Should Sebold, at some later point, have had second thoughts about Broadwater’s conviction? Possibly. I don’t know. A producer working on a (since-shelved) movie version of Lucky noticed what he calls “discrepancies” in the book, most of which come down to the lies the prosecutors and cops told Sebold to convince her that Broadwater was a bad guy and that the forensic evidence against him was conclusive. That producer’s inquiry ultimately led to the overturning of the conviction. But Sebold herself researched the case while writing Lucky. Did she, too, notice the smaller lies that Uebelhoer told her and wonder if the big one, about how Broadwater had gamed the lineup with a friend, was also untrue? In an afterword added to the book in 2017, Sebold describes Broadwater as coming from “a family with an entrenched criminal record,” which suggests she’d looked into the facts and realized that the prosecutor’s stories about his own past offenses weren’t true. To my mind, that’s the most incriminating line in the book, but it still doesn’t prove that Sebold knew or even sensed that the wrong man had been convicted of raping her. The book’s publisher has since pulled it from distribution to “consider how the work might be revised,” which may reveal more. It seems likely, though, that Sebold simply believed what she was highly motivated to believe: that she had seen justice done, that she made herself safe from the man who had brutalized her, and that she had thereby retaken control of her fate.

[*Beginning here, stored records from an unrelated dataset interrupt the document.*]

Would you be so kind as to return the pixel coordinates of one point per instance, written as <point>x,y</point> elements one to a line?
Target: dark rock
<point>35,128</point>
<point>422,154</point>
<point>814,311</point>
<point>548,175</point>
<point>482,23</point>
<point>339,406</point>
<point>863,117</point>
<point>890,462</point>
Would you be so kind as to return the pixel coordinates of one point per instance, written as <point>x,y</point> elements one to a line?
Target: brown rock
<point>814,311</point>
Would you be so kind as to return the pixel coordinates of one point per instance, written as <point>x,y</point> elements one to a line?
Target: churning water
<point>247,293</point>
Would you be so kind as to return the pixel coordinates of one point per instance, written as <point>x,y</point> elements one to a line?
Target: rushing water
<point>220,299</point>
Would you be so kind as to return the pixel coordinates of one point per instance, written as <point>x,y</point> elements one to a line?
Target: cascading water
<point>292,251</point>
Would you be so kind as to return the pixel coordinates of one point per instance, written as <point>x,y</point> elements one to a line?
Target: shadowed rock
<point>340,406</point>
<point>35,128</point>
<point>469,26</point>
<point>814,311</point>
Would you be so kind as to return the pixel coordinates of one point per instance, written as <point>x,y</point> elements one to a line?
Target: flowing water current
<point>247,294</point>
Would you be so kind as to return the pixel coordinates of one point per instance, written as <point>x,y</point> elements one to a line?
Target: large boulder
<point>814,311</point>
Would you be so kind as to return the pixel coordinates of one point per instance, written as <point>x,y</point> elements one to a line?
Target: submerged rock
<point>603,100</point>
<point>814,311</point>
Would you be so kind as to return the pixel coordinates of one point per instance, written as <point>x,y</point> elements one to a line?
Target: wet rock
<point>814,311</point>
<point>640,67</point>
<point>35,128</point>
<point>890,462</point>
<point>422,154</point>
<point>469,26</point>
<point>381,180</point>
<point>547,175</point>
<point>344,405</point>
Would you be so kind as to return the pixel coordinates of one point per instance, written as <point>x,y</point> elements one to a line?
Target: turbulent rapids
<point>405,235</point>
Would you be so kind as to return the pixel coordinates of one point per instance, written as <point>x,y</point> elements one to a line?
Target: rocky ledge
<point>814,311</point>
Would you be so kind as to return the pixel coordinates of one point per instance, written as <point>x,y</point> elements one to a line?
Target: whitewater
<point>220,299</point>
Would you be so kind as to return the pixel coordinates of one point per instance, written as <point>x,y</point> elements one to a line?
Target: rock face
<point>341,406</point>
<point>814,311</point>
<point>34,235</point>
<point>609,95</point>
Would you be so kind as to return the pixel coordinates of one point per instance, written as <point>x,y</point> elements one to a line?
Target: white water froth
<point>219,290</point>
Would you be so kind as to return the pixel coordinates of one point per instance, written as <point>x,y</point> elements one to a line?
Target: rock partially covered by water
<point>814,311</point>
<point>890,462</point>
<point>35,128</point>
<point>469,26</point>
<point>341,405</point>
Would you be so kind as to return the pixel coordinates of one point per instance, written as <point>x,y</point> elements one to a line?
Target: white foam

Sebold has since issued an apology to Broadwater, which has been subjected to the usual critiques that now greet public professions of contrition. (Interestingly, Onondaga County District Attorney William Fitzpatrick’s announcement that he would not “sully this proceeding by saying, ‘I’m sorry,’” on behalf of his office because “this should never have happened” has received relatively little criticism for its wording.) For his part, Broadwater says he is satisfied, telling Syracuse.com, the website of the Syracuse Post-Standard, “It comes sincerely from her heart. She knowingly admits what happened. I accept her apology.” Earlier in the week, he told the same news site that if he met Sebold, “I would sympathize with her and tell her how I felt,” he said. “She’s been a victim and I’ve been a victim.” That, tragically, is something they’ll always share.